Urban Exploration / Urban Unusual: Thurmond

Coaling Tower, Built 1922 and abandoned in 1960


The engineers waved and honked the horn a few extra times.
The town of Thurmond is nearly a ghost town now. There are now around ten residents left of a railroad company town that never went far beyond four hundred people.

Until 1921 there was no road going into Thurmond, the only way in or out was by rail owned by the C&O company. At Thurmond's peak, the town could boast two hotels, two banks, clothing stores, a jewelry store, business offices, a movie theater, several restaurants, dry-goods stores and a small meat packing plant. The great depression and the switch from steam engines to diesel in the 1940s ensured the slow decline of Thurmont. Steam trains needed to stop more often to take on coal and water and this was a coal town in addition. 
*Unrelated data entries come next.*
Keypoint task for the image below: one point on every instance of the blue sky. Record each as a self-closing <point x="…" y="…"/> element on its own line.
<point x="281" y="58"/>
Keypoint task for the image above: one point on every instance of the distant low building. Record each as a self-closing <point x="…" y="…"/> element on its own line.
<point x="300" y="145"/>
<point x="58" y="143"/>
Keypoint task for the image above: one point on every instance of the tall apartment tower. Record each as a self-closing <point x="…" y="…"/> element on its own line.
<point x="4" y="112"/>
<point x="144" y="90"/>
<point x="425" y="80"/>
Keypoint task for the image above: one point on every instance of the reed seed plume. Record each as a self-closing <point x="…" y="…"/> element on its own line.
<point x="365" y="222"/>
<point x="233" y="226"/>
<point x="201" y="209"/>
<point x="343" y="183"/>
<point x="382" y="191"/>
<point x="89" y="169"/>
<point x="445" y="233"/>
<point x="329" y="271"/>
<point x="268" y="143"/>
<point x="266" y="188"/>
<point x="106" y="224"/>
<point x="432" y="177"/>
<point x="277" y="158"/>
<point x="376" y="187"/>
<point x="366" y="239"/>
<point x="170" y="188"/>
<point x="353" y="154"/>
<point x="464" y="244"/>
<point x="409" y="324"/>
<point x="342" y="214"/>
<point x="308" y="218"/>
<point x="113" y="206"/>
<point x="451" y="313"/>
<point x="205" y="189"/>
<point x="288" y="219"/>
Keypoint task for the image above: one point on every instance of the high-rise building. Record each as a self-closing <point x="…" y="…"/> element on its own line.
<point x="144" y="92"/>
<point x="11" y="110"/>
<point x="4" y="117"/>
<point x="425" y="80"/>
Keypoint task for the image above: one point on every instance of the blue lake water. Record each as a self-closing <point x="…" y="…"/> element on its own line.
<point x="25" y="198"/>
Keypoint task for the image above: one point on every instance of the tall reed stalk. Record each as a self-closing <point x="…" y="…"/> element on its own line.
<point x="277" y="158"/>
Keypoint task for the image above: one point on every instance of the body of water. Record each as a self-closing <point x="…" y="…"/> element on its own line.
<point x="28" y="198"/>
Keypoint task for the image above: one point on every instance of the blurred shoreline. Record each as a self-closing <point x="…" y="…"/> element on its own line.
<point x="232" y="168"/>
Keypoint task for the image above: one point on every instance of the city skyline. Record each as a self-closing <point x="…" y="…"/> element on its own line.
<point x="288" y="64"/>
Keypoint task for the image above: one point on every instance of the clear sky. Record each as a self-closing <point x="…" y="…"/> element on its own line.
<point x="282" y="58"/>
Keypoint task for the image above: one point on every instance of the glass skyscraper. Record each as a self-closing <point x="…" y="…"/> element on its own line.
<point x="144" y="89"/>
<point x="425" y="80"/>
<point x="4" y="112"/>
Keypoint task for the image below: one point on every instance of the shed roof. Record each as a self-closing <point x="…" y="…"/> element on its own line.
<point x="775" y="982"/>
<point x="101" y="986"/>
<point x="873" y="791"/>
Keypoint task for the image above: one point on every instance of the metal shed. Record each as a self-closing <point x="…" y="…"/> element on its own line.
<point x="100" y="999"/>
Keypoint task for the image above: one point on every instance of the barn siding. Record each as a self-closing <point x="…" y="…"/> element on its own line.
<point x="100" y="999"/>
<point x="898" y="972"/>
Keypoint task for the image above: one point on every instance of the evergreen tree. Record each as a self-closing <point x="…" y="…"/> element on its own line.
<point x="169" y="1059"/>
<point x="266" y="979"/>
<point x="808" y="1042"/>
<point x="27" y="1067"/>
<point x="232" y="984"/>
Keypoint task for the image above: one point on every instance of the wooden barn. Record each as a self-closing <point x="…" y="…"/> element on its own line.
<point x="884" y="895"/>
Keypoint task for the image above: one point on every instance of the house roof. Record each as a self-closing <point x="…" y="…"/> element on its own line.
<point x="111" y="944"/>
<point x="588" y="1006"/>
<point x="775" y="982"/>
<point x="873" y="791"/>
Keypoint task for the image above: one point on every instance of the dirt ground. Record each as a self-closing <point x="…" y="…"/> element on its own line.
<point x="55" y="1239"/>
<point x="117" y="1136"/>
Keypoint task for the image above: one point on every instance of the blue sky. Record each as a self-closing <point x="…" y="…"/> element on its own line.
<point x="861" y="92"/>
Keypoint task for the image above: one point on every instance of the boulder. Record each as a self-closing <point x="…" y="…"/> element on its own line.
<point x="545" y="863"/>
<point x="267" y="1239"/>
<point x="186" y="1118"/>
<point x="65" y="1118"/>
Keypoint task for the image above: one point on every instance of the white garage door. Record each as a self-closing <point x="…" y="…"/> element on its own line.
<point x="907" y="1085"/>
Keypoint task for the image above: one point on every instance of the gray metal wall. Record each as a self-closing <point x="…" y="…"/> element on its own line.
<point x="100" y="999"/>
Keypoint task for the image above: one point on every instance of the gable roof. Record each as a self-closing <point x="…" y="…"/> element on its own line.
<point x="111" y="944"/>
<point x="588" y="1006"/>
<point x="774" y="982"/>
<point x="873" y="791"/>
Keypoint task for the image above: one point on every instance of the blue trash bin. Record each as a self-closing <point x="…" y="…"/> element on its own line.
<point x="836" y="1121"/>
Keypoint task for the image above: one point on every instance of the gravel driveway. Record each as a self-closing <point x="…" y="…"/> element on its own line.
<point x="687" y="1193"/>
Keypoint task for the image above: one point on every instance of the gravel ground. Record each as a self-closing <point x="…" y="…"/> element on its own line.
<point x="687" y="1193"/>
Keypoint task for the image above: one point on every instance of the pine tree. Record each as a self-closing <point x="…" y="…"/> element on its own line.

Today there is nothing open in town except for the Ranger Station. The US Post Office closed in 1995.
The rail lines are still in use by CSX, RJ Corman and Amtrak.

The single road going into and out of the "town" is an old railbed thinly paved over. There is no guardrail to stop someone from going into a large creek (Dunloup Creek) that feeds into New River flowing past Thurmond. The bridge was first built as a rail bridge in 1915 and the road deck was added on in 1921. Needless to say, the structural integrity of the bridge was on my mind both times I crossed the bluish white river. The snow melt had turned the river a cloudy white and made it look even more menacing. The road deck was an open steel mesh and was barely wide enough for my FJ Cruiser......

video

In the 80s the film "Matewan" about the West Virginia coal wars was filmed here as a stand in for the real Matewan 100 miles to the east. You will see the coal tower and "downtown" in the gun battle scene.